Writing as “Rotisserie” Fantasy Baseball

Baseball season is upon us here in the United States. With it, (often) is my jump into fantasy baseball.

For those unfamiliar with fantasy sports, (into which I never sink any money), the concept is simple enough. You join a league, usually online these days. You draft real Major League players onto your team as does everyone else in your league. You score fantasy points based on what your players do in real life, vs what the players “owned” by your opponents do.

That, in essence, is all there is to it.

How does one win?

That depends on the format you’ve selected. There is no need to get into detail about that here. In the broadest of terms, some formats emphasize what happens week-to-week against a single opponent. Others, like the format I am trying for the first time this year, emphasis an entire season’s performance of your players. Whoever accumulates the most points by the end of the real-life season is the winner. “Rotisserie” they call it, having nothing at all to do with seasoned chicken.

080222-N-8726C-001 MILLINGTON, Tenn. (Feb. 22, 2008) Navy shortstop Nick Driscoll tags out an Air Force runner during the first of two Navy vs. Air Force games at the annual Service Academy Spring Classic baseball tournament.
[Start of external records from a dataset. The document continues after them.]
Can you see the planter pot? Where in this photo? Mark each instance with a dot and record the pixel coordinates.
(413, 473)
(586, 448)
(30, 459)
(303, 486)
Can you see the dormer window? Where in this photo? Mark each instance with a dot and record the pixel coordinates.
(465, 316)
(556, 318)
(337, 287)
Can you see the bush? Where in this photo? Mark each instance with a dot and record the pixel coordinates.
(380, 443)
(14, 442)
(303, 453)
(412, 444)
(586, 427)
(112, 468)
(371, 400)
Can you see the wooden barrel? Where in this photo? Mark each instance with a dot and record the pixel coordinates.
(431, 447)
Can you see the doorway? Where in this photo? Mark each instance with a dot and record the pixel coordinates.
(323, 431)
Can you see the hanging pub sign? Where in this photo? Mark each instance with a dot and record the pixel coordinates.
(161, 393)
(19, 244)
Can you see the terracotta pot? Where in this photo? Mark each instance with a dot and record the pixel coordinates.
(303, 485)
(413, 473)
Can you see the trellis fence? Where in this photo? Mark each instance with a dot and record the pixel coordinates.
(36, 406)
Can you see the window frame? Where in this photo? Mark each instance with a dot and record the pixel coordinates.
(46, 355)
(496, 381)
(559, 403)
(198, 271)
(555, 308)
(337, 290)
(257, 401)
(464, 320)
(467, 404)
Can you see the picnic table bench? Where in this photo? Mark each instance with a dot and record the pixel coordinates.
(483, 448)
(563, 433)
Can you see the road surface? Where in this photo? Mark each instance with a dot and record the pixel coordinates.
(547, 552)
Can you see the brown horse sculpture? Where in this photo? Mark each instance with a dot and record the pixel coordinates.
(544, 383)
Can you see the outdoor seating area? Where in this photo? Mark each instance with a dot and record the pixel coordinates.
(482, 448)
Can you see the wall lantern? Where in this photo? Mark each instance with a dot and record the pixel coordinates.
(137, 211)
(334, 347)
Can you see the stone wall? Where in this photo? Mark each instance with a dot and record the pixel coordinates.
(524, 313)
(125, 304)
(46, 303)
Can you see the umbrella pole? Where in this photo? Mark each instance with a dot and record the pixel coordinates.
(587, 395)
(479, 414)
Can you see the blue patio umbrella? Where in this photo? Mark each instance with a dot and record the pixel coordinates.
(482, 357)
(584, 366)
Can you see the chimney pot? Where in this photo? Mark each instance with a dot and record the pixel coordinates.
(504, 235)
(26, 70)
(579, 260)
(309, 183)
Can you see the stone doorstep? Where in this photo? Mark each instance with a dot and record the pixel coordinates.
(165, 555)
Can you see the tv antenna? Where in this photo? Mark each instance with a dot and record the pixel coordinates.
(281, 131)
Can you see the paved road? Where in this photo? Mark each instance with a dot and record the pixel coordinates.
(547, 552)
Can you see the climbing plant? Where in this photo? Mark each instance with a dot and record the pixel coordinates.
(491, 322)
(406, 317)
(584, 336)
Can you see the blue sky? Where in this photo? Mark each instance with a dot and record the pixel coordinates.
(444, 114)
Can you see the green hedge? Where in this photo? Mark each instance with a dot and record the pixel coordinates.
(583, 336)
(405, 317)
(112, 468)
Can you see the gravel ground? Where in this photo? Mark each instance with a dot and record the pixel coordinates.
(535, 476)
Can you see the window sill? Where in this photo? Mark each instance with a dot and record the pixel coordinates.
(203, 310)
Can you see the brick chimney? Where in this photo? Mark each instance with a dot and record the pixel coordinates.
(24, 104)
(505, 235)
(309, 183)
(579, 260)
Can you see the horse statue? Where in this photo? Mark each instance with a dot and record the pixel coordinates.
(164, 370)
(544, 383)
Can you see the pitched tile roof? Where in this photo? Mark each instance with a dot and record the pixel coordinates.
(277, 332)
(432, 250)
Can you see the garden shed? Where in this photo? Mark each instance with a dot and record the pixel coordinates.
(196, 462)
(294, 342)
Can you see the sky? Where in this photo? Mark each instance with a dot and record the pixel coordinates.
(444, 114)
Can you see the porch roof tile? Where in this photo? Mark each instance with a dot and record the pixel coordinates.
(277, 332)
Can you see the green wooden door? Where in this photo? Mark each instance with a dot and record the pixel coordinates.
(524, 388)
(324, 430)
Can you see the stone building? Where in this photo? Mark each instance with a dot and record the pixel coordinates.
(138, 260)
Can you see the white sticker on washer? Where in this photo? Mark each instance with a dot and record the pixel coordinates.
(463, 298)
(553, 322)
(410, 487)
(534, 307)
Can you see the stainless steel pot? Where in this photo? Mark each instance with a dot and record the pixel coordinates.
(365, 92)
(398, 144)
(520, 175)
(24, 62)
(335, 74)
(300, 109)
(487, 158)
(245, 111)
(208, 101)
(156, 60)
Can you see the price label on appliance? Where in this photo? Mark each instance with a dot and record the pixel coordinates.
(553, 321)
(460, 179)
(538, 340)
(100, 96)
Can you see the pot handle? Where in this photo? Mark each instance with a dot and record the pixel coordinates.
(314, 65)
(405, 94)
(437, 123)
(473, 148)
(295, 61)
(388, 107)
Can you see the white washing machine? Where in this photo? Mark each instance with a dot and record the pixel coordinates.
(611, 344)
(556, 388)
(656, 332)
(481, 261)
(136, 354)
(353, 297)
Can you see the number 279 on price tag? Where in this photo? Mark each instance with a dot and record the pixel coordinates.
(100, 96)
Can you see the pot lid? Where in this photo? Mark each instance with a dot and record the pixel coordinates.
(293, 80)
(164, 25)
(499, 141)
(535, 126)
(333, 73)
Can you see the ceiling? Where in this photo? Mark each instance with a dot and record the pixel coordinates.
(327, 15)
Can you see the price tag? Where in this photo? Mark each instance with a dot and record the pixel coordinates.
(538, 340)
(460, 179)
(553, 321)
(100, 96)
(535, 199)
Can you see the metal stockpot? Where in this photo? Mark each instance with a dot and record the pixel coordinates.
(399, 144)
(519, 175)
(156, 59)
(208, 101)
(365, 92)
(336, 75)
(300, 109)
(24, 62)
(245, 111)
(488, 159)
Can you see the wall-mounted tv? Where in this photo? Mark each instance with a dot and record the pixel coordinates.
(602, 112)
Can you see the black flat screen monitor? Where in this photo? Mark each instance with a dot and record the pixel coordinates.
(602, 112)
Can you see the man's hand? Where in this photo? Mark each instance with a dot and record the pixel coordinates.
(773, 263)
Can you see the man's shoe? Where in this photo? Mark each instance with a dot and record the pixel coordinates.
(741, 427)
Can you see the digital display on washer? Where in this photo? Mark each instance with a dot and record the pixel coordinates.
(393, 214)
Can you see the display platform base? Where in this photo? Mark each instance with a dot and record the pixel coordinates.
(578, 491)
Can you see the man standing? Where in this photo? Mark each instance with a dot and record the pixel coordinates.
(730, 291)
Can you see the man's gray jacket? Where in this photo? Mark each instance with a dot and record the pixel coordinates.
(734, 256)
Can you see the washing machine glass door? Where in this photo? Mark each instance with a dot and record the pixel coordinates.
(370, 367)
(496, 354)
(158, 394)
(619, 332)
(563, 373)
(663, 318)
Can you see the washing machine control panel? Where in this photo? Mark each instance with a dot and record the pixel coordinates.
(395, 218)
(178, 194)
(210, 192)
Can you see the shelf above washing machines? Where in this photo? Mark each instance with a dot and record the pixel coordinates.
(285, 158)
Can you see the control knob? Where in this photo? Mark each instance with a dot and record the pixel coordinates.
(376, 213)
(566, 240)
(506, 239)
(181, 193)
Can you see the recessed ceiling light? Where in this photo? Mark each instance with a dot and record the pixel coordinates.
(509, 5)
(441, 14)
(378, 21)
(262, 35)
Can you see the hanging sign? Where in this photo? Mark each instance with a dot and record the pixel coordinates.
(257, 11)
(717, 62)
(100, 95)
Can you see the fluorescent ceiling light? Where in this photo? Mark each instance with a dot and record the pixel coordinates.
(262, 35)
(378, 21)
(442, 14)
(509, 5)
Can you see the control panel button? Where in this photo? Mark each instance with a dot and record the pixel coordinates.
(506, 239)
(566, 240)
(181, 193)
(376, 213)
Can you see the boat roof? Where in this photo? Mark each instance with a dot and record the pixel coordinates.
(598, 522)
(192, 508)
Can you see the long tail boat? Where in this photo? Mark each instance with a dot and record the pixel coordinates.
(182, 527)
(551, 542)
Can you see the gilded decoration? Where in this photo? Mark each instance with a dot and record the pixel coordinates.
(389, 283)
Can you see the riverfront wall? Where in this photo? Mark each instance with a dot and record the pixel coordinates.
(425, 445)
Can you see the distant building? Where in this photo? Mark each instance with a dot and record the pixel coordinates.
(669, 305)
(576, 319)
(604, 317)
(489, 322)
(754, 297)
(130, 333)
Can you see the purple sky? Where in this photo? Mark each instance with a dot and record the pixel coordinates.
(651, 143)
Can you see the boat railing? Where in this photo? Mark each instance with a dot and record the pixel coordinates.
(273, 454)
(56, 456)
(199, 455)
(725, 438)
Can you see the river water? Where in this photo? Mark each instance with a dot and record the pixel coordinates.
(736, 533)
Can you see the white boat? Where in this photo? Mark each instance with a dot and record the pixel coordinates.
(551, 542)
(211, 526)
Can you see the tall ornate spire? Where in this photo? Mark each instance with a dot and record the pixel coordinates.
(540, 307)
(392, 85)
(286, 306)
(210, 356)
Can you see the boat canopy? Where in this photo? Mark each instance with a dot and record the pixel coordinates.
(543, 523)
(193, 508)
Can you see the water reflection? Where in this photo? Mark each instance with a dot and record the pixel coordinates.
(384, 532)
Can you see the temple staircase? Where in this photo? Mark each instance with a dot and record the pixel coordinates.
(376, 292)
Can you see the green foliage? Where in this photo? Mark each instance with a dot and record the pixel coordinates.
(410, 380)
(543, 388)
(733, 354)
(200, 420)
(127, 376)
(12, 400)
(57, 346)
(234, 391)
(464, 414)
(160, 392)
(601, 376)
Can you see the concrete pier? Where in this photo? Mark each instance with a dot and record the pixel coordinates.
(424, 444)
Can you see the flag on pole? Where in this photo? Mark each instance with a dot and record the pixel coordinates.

Navy faced teams from the Air Force, Memphis, Arkansas State, Ohio State and Seton Hall. The Midshipmen finished the tournament 2-1, placing third. U.S. Navy photo by Mass Communication Specialist 1st Class John Collins (Released)

It is early yet, but I think I may already enjoy this marathon approach as opposed to the sprint approach.

Most writing is like this rotisserie style fantasy baseball. Accumulative. Slow. Deliberate. Plenty of time to make course corrections if things start to go South.

True, not everything we write gives us the luxury of such a distant deadline. But even shorter works, outside of daily journalism which is indeed a sprint, can benefit from this marathon approach.

We set a goal, brainstorm how to obtain it. Some of us outline at some of us don’t, but then we move into first drafts. Round of revisions. Edits. Next draft, and so on. Perhaps a beta reader or two for some of us that offers thoughts. More revisions. Your milage will vary but that’s the gist of it.

You can have a bad day or even a bad week or two in “roto” fantasy baseball and still end up on top by October. You just have to be willing to look at who/what is not working, and adjust accordingly. No need to rush or panic. Like a manager look at the big picture and do what you think it best to fix things.

Writers have the advantage over the fantasy baseball manager in one key aspect at least; there is no time table by which to perfect the work. Again, there are deadline-based exceptions, naturally. Yet writers, especially indie-authors such as myself have the luxury of moving the “season” into November, December, the following January, however long it takes to pace the marathon of our writing to get it to its best possible outcome.

Fantasy football is almost always a week to week battle with little room for error. I hate it and love it for that. As far as writing analogy goes though, roto fantasy baseball is most applicable.

There is plenty of time for you to write the best version of what you want written. Use all of it.